Dinner with Hailu. He is a Christian who, oddly enough, was born in the Old Town. He has as many Muslim friends as Christian. There are no problems between the two communities in Harar he says. He takes his religion seriously, I presume, or at least is about to embark on one of the Ethiopian Church's severe fasts the next day. He tells me ten years ago Muslim girls were supposed to be chaste before marriage but no longer. 'Now we are living in the modern world.' Sir Richard Burton would have approved.

Dervla says the Ethiopians drink a lot and I saw a girl drunk in the street at ten in the morning in predominantly Muslim Harar. The place is full of bars where people are drinking beer and Ramadan seems ignored.

Hailu seems to like Mengistu, who was born in Harar. This is no excuse as so was Haile Selassie.

I am horrified to see across the road a billboard proclaiming a hotel called ' 5 Star Hotel.' I hoped this was a wooden lie but Hailu tells me it is true. Who will stay there? 'UN people.' 

August  7

Country and Western playing  in the internet cafe at my hotel. Globalisation is bloody.

Walk with Hailu round the old town and we see the Egyptian mosque and buy some coffee in the market and fail to buy me a  t shirt – I am fatter than the fattest people in Harar perhaps I should have bought an I Love Ethiopia one but I couldn’t bring myself to.

From Harar to Addis – heavenly ride seated thanks to Hailu in the front of the minibus and as comfortable as if I had my own driver – heavenly scenery- villages – life. I am seeing life but I never take part. The best part of my holiday so far. Cost, 100 birr = EUR 4.

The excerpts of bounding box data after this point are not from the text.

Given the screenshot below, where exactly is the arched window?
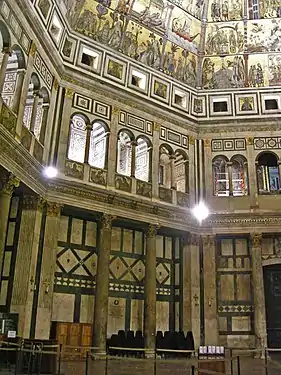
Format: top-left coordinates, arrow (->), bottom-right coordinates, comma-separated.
23,73 -> 40,131
117,130 -> 133,176
67,114 -> 87,163
135,137 -> 151,182
213,156 -> 229,197
89,122 -> 108,169
256,152 -> 280,194
231,155 -> 248,196
175,150 -> 188,193
2,45 -> 25,112
158,145 -> 173,189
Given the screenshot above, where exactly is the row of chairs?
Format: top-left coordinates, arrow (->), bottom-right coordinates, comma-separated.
107,330 -> 194,358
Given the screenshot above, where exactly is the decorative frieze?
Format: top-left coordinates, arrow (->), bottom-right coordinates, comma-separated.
89,167 -> 107,186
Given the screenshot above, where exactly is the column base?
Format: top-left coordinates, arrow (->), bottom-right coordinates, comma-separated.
144,349 -> 155,359
90,349 -> 107,360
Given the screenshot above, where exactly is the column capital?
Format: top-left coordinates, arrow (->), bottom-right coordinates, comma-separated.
131,140 -> 138,147
202,234 -> 216,247
169,154 -> 177,160
53,78 -> 59,91
29,41 -> 37,57
189,135 -> 195,145
46,201 -> 63,216
0,173 -> 20,195
146,224 -> 160,238
2,47 -> 13,56
23,195 -> 45,211
112,107 -> 120,116
250,233 -> 262,247
65,88 -> 74,99
101,214 -> 116,229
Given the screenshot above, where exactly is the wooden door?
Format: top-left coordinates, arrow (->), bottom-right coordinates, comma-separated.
264,265 -> 281,348
56,323 -> 92,360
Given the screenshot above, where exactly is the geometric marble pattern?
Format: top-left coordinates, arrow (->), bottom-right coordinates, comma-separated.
109,256 -> 145,282
56,248 -> 97,277
218,305 -> 254,313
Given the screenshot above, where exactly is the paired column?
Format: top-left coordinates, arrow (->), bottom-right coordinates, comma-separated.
35,202 -> 61,340
11,195 -> 42,338
182,234 -> 200,348
57,88 -> 74,171
30,91 -> 40,134
151,123 -> 160,198
0,47 -> 12,95
13,69 -> 25,113
251,233 -> 267,354
16,43 -> 36,139
144,224 -> 157,358
227,161 -> 233,196
170,154 -> 176,190
0,174 -> 20,277
93,214 -> 115,356
203,235 -> 218,345
131,141 -> 138,177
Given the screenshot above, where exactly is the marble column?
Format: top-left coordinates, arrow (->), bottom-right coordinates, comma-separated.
35,202 -> 61,340
250,233 -> 267,355
144,224 -> 157,358
131,141 -> 138,177
56,88 -> 74,173
84,124 -> 92,164
30,91 -> 40,134
0,174 -> 20,277
170,154 -> 176,190
203,235 -> 218,345
10,195 -> 42,339
151,123 -> 160,198
0,47 -> 12,94
187,136 -> 195,207
16,42 -> 36,140
182,234 -> 200,348
247,138 -> 259,208
201,139 -> 213,202
227,161 -> 233,196
93,214 -> 115,356
106,107 -> 117,186
39,103 -> 50,146
13,69 -> 25,113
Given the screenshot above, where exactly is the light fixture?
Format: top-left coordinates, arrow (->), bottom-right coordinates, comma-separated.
192,201 -> 209,224
44,165 -> 58,178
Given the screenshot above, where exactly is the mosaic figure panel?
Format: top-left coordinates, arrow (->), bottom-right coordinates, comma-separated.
248,19 -> 281,52
61,0 -> 197,86
203,22 -> 244,55
202,55 -> 245,89
208,0 -> 243,22
248,55 -> 268,87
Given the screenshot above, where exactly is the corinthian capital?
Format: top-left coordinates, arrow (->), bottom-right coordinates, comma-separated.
101,214 -> 116,229
0,173 -> 20,195
146,224 -> 159,238
250,233 -> 262,247
46,202 -> 63,216
202,235 -> 216,247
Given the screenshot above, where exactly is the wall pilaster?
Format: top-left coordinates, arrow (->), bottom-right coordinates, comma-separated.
250,233 -> 267,350
93,214 -> 115,355
0,174 -> 20,282
203,235 -> 218,345
11,195 -> 43,338
144,224 -> 157,357
35,202 -> 61,340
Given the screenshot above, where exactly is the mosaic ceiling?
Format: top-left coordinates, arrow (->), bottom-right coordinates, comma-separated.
55,0 -> 281,89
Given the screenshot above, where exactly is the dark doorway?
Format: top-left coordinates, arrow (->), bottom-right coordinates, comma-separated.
263,264 -> 281,348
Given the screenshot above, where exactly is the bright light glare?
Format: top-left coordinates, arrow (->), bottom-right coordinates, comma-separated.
44,166 -> 58,178
192,202 -> 209,223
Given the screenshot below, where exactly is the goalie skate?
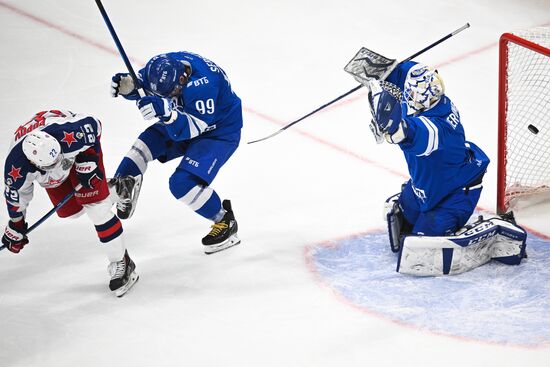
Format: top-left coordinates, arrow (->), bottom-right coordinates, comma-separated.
109,175 -> 143,219
202,200 -> 241,255
109,251 -> 139,297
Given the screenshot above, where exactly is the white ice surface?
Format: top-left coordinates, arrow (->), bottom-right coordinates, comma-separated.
0,0 -> 550,367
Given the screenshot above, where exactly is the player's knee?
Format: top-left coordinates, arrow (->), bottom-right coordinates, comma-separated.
168,169 -> 202,200
169,170 -> 221,219
83,198 -> 114,225
84,198 -> 123,243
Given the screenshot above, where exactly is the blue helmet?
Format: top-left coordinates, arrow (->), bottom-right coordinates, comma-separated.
143,55 -> 188,97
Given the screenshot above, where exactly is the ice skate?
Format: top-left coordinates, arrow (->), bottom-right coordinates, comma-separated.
109,175 -> 143,219
202,200 -> 241,255
109,251 -> 139,297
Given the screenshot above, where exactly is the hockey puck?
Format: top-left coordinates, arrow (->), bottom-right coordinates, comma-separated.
527,124 -> 539,135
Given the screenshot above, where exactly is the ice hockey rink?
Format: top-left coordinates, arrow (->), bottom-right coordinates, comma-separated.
0,0 -> 550,367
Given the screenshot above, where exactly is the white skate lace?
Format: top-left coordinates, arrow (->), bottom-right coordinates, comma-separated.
109,259 -> 126,279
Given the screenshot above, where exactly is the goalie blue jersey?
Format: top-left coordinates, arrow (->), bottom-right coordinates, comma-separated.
387,62 -> 489,212
139,51 -> 243,141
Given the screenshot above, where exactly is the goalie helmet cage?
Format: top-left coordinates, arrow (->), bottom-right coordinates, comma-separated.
497,27 -> 550,214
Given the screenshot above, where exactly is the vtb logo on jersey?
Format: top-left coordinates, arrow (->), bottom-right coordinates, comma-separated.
8,164 -> 23,182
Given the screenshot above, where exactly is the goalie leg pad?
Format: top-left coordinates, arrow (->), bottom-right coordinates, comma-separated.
397,218 -> 527,276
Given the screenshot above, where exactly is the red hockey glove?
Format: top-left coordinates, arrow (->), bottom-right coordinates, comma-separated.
75,153 -> 105,189
2,220 -> 29,254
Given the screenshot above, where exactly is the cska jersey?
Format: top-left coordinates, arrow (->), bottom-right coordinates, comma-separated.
4,110 -> 101,218
139,51 -> 242,141
386,62 -> 489,212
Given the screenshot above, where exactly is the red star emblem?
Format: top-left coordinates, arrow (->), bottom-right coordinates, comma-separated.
61,131 -> 76,147
8,164 -> 23,182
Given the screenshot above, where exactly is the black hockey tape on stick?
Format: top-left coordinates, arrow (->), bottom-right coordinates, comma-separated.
248,22 -> 470,144
95,0 -> 145,97
0,184 -> 82,251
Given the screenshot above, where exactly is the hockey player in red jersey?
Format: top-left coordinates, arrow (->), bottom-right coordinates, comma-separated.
2,110 -> 138,297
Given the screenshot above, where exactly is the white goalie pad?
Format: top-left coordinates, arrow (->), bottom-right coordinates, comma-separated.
344,47 -> 397,87
397,218 -> 527,276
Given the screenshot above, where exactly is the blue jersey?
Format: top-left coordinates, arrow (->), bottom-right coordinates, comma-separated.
4,110 -> 101,218
139,51 -> 242,141
386,62 -> 489,212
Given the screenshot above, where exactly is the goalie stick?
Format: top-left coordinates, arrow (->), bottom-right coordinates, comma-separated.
0,184 -> 82,251
95,0 -> 145,97
247,23 -> 470,144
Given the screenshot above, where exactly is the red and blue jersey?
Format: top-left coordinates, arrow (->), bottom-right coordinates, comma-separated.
4,110 -> 101,218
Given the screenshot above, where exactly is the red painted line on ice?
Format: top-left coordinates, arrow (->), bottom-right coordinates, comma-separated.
0,0 -> 550,239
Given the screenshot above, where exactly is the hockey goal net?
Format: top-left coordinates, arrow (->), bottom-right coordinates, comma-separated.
497,27 -> 550,213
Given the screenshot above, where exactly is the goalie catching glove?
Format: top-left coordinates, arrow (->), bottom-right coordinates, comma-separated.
111,73 -> 139,100
2,219 -> 29,254
369,80 -> 408,144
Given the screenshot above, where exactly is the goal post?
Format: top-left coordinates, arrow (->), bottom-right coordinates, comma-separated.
497,27 -> 550,214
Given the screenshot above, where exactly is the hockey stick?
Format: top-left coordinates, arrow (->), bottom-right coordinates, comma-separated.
247,23 -> 470,144
95,0 -> 145,97
0,184 -> 82,251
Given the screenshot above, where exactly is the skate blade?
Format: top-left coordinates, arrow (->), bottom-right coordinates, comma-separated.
113,271 -> 139,298
204,234 -> 241,255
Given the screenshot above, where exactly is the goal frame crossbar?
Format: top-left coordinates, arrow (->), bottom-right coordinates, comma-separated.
497,33 -> 550,214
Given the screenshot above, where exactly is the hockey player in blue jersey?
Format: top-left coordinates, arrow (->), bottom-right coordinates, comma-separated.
111,52 -> 243,254
2,110 -> 138,297
368,61 -> 526,275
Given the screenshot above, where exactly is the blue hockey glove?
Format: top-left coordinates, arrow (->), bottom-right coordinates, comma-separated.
111,73 -> 139,101
2,219 -> 29,254
137,96 -> 172,121
75,153 -> 105,189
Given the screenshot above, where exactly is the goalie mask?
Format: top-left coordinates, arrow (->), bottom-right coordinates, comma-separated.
403,64 -> 445,115
144,55 -> 189,98
22,130 -> 63,171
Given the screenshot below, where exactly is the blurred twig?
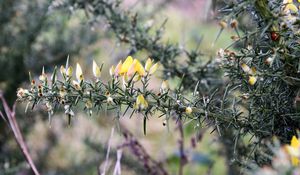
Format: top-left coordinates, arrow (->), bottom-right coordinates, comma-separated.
118,127 -> 168,175
0,91 -> 40,175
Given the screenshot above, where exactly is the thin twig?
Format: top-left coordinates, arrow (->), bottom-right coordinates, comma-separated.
99,127 -> 115,175
177,120 -> 187,175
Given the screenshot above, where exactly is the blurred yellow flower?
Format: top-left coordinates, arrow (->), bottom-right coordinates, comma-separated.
93,60 -> 101,78
286,136 -> 300,166
248,76 -> 257,86
185,107 -> 193,114
283,0 -> 299,12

At the airport I am told the plane to Addis has been cancelled and I must wait till tomorrow but after some discussion it appears that the departure of my plane has been brought forward two hours and is on the point of leaving. 'You were not informed?' 'No!' I am given a seat in business class and arrive in Addis early where it is cool and raining and I am safe in the hotel. 

I consider luxury hotels immoral and deeply corrupt and usually avoid them but I seem to need things done for me much more than most people and I think I need good hotels more than most people. I am getting far more than my money's worth from the Hotel Jupiter Cazanchis in Addis. It has become a surrogate mother to whose teat I cling.

My bedroom is on the first floor and overlooks the front of the hotel. Slightly to the left is scrubland, in which stand tiny houses made of corrugated iron, beside a large heap of broken tiles. Two boys in front of one of the shacks are cleaning a pair of jeans with a bar of soap.